Palestinian officials voiced outrage on Wednesday over President Donald Trump's threat to cut funding to the Palestinian Authority, calling his tweets "blackmail" in the aftermath of the U.S. administration's recognition of Jerusalem as Israel's capital.
Palestinian President Mahmoud Abbas's office rebuffed the U.S. leader's remarks, saying that "Jerusalem is not for sale, neither for gold nor silver."
Abbas' spokesman Nabil Abu Rdeneh said that "if the United States is keen on its interests in the Middle East, it must implement the international resolutions which call for a state on the 1967 borders with East Jerusalem as its capital."
"Without this, the United States will push the region to the abyss," Abu Rdeneh added.
Trump expressed frustration on Tuesday over the lack of progress in his attempts to broker peace between Israel and the Palestinians, and pointed his finger at the Palestinians.
"We pay the Palestinians HUNDREDS OF MILLIONS OF DOLLARS a year and get no appreciation or respect," he tweeted. "But with the Palestinians no longer willing to talk peace, why should we make any of these massive future payments to them?"
Trump upset the Palestinians last month by recognizing Jerusalem as Israel's capital and announcing plans to move the U.S. Embassy to the holy city.
Israel seized control of the eastern part of Jerusalem in the 1967 Middle East war and annexed East Jerusalem in 1980, a move that has never been recognised by the international community.
The Palestinians accused Trump of siding with Israel on the most sensitive issue in the conflict and subsequently said the U.S. could no longer serve as a mediator.
Senior Palestinian official Hanan Ashrawi said the Palestinians "will not be blackmailed" by the president, adding that Trump "singlehandedly destroyed the very foundations of peace" by recognizing Jerusalem as Israel's capital last month.
"Trump has sabotaged our search for peace, freedom and justice," she said Wednesday.
American officials have been weighing possible retaliatory actions against the Palestinians for a U.N. resolution rejecting Trump's Jerusalem decision.
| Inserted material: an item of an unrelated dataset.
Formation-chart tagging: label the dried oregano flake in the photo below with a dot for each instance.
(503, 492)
The resolution passed last month by a 128-9 margin.
U.S. Ambassador to the United Nations Nikki Haley presaged Trump's threat on Tuesday, saying the president doesn't want to give more funds "until the Palestinians are willing to come back to the negotiation table."
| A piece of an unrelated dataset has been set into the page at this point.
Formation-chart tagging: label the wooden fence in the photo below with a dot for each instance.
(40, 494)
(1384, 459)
"We still very much want to have a peace process. Nothing changes with that. The Palestinians now have to show they want to come to the table," Haley said. "As of now, they're not coming to the table, but they ask for aid. We're not giving the aid. We're going to make sure that they come to the table."
In addition to its support for the Palestinian Authority, the U.S. is also the largest donor UNRWA, the U.N. agency that assists Palestinian refugees.
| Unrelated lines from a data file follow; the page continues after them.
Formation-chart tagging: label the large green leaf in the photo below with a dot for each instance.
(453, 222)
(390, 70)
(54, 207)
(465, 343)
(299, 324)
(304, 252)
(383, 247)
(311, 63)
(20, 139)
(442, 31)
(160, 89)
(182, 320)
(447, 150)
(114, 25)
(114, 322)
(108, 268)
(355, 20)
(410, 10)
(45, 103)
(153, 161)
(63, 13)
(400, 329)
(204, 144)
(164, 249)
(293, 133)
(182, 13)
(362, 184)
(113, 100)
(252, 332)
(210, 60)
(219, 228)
The U.S. donated $355 million to UNRWA in 2016, nearly 30 percent of its total funding. A large portion of the organization's activity is focused on providing health care, education and food aid to Palestinians in the West Bank, Gaza Strip, Jordan, Syria and Lebanon. Ending this aid could precipitate a humanitarian crisis, particularly in impoverished Gaza, where a majority of residents are eligible for UNRWA support.
UNRWA spokesman Chris Gunness said it had not been informed of any changes to U.S. funding at this time.
Culture Minister Miri Regev, a senior member of Israeli Prime Minister Benjamin Netanyahu's Cabinet, said she was "very pleased" by Trump's call to cut funding to the Palestinians. She said the Trump administration's call to cut aid to UNRWA was "correct and important."